London air traffic failure: NATS' lessons are not blue-sky thinking
Last week's air traffic control outage has both lessons, and reassurances, for critical IT systems.
Inside the Enterprise: Late last week, airspace over southern England was strangely quiet.
For several hours, aircraft movements were restricted, following problems with the air traffic control system run by NATS, at its Swanwick centre.
The failure was the result of an issue with the air traffic IT system, and specifically, a system called the Flight Data Controller.
According to reports, the problem was caused by just a single line of code, which has now been fixed. But the knock-on effects, in terms of disruption to travellers and to airlines, could turn out to be extensive.
NATS has already said that it will face financial consequences, as a result of the outage; NATS will refund air traffic control charges to airlines, and the airlines themselves will do doubt face compensation claims from irate passengers.
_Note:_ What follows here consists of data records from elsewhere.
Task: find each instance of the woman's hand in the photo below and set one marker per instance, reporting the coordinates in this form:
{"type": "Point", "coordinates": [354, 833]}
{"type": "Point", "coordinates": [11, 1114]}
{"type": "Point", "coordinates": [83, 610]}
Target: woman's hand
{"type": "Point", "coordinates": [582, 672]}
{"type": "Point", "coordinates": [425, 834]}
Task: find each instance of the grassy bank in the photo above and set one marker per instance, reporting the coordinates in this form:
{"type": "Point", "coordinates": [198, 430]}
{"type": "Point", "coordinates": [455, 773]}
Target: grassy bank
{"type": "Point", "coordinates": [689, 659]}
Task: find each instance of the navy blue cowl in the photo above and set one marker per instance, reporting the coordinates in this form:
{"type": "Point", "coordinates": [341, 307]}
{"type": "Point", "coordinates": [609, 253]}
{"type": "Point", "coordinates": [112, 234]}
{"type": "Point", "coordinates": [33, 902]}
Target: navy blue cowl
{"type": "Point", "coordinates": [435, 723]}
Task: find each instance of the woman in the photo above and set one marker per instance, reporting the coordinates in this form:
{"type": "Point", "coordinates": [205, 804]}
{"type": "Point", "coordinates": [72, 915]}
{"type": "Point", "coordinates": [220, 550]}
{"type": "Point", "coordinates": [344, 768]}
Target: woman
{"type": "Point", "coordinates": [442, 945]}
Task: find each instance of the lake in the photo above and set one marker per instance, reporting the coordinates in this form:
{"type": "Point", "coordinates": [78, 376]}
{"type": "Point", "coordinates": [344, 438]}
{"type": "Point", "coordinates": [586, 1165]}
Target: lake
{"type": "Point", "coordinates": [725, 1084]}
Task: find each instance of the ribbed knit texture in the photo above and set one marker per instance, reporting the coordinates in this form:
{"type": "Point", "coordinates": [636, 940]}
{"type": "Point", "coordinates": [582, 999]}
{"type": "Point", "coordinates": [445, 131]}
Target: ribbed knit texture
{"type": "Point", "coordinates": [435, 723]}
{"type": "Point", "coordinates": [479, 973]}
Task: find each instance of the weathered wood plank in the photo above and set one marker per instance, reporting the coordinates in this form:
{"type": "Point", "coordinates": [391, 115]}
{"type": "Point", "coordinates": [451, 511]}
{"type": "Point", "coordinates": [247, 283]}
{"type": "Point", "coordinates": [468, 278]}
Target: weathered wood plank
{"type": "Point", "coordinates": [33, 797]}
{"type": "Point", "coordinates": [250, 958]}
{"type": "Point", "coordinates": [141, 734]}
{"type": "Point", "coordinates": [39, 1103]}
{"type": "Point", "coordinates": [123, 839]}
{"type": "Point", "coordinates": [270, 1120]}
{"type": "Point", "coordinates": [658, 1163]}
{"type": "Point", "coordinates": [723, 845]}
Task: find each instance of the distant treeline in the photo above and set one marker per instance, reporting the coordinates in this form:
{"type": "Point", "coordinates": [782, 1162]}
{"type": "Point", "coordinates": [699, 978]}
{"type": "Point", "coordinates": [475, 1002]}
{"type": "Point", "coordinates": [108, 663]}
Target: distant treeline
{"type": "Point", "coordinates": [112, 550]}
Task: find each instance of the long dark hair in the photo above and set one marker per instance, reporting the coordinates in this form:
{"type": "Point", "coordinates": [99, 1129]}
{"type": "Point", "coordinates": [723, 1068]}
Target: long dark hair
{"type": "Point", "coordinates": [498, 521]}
NATS, though, has also announced an independent inquiry into the outage on 12 December, including an examination of the root causes and whether the system had enough, in-built resilience. In particular, the company will examine whether there need to be "further measures to avoid technology or process failures in this critical national infrastructure and reduce the impact of any unavoidable disruption".
It has suffered problems before, in particular an extensive outage in 2013. The inquiry will also ask whether NATS had fully learned the lessons from that incident.
However, at one level inconvenient though delayed flights are NATS' systems worked exactly as they should. Airspace was not, in fact, closed but aircraft movements were restricted: a necessary safety measure if controllers do not have all the information they would usually use, to control flights.
The key to a system such as air traffic control, where lives are at stake, is for fail-overs to backup systems to act smoothly and seamlessly, and if a system's performance does degrade, for that to happen in a controlled, rather than sudden, manner. The actual outage at NATS was just 45 minutes long, even though the disruption inevitably lasted rather longer.
NATS' experience, in fact, provides three lessons for anyone running mission-critical IT.
The first is to have systems that can handle failure, or if they do fail, for performance to "degrade gracefully". This, of course, is an engineering issue, and one that also requires investment.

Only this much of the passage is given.